Wettelsheimerin reist im Namen des Tierschutzes

6.6.2013, 07:29 Uhr
Wettelsheimerin reist im Namen des Tierschutzes

© Shaw

In zahlreichen Krisen- und Kriegsgebieten droht Zoo- und Nutztieren dieses grausame Schicksal. Wenn die Menschen erst hungern oder aufeinander schießen, ist es ihnen egal, was mit den Vierbeinern geschieht. Die im Stall oder Gehege gefangenen Tiere verenden qualvoll. Sich dagegen zu wehren, erfordert Mut. Zum einen sind Reisen in Konfliktgebiete gefährlich; zum anderen ist aber auch hierzulande die Akzeptanz für Tierschutz nicht besonders hoch, wenn gleichzeitig Menschen sterben.

Barbara Engelhardt aus Wettelsheim ist so eine besondere Tierschützerin. Sie schert sich nicht um das Gerede anderer. Dass die gelernte Dolmetscherin, die auch schon für die EU in Brüssel gearbeitet hat, keine Scheu vor Risiken hat, beweisen die vielen Visa in ihrem Reisepass: Syrien, Libanon oder der Irak haben dort ihre Stempel hinterlassen. Erst vor wenigen Tagen ist Engelhardt aus dem Iran zurückgekehrt, und im vergangenen Jahr war sie sogar in Nordkorea.

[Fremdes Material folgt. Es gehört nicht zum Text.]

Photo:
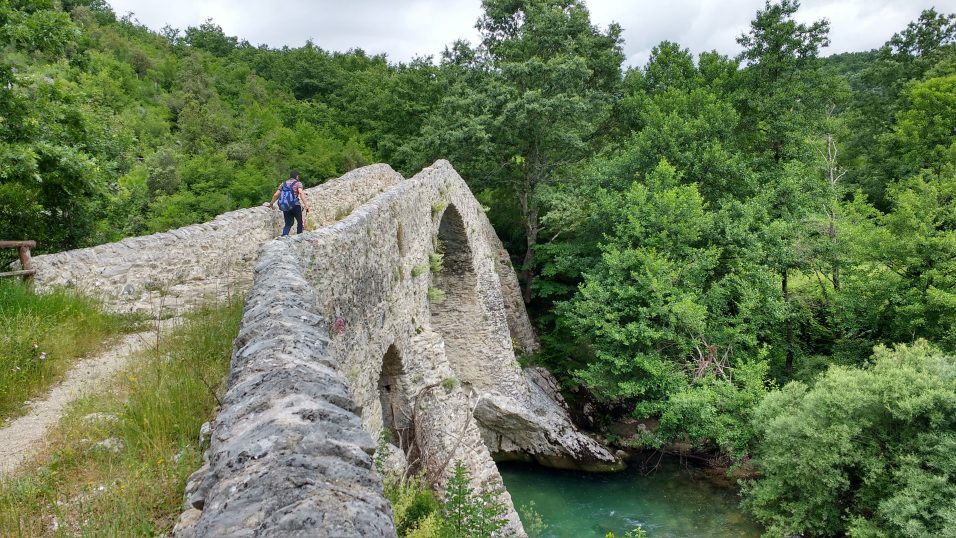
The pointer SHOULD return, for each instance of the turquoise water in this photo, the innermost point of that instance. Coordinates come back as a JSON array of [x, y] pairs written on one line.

Wettelsheimerin reist im Namen des Tierschutzes

© Privat

Krisentourismus? Keineswegs, sagt die junggebliebene Mittfünfzigerin. „Ich finde Urlauber blöd. Wenn ich verreise, habe ich immer eine Aufgabe: den Tierschutz.“ Das ist bei der gebürtigen Wemdingerin seit der Kindheit so. „Auf unserem Schulhof wurden damals die Rinder gewogen“, erzählt sie. „Die Viehtreiber haben die Tiere blutig geschlagen, und kein Lehrer hat was gesagt.“ So habe sie bereits als Teenager beschlossen, „nie mehr wegzusehen“. Den Mut habe sie von ihrem Vater, der früher einen Steinbruch oberhalb von Wettelsheim betrieben und sie stets ermutigt habe, „keine Angst zu haben“.

Diese entwaffnende Furchtlosigkeit und Offenheit kommen Barbara Engelhardt nun bei ihrer „Mission“ zugute. Denn es sind keine durch­organisierten Luxusreisen, die die fließend Englisch, Französisch, Spanisch, Arabisch und drei weitere Sprachen sprechende Aktivistin unternimmt. Vielmehr fliegt sie aufs Geratewohl in ferne, oft arme und politisch instabile Länder, schlägt sich dort per Bus und Bahn durch und übernachtet bei Einheimischen, die sie auf der Straße anspricht.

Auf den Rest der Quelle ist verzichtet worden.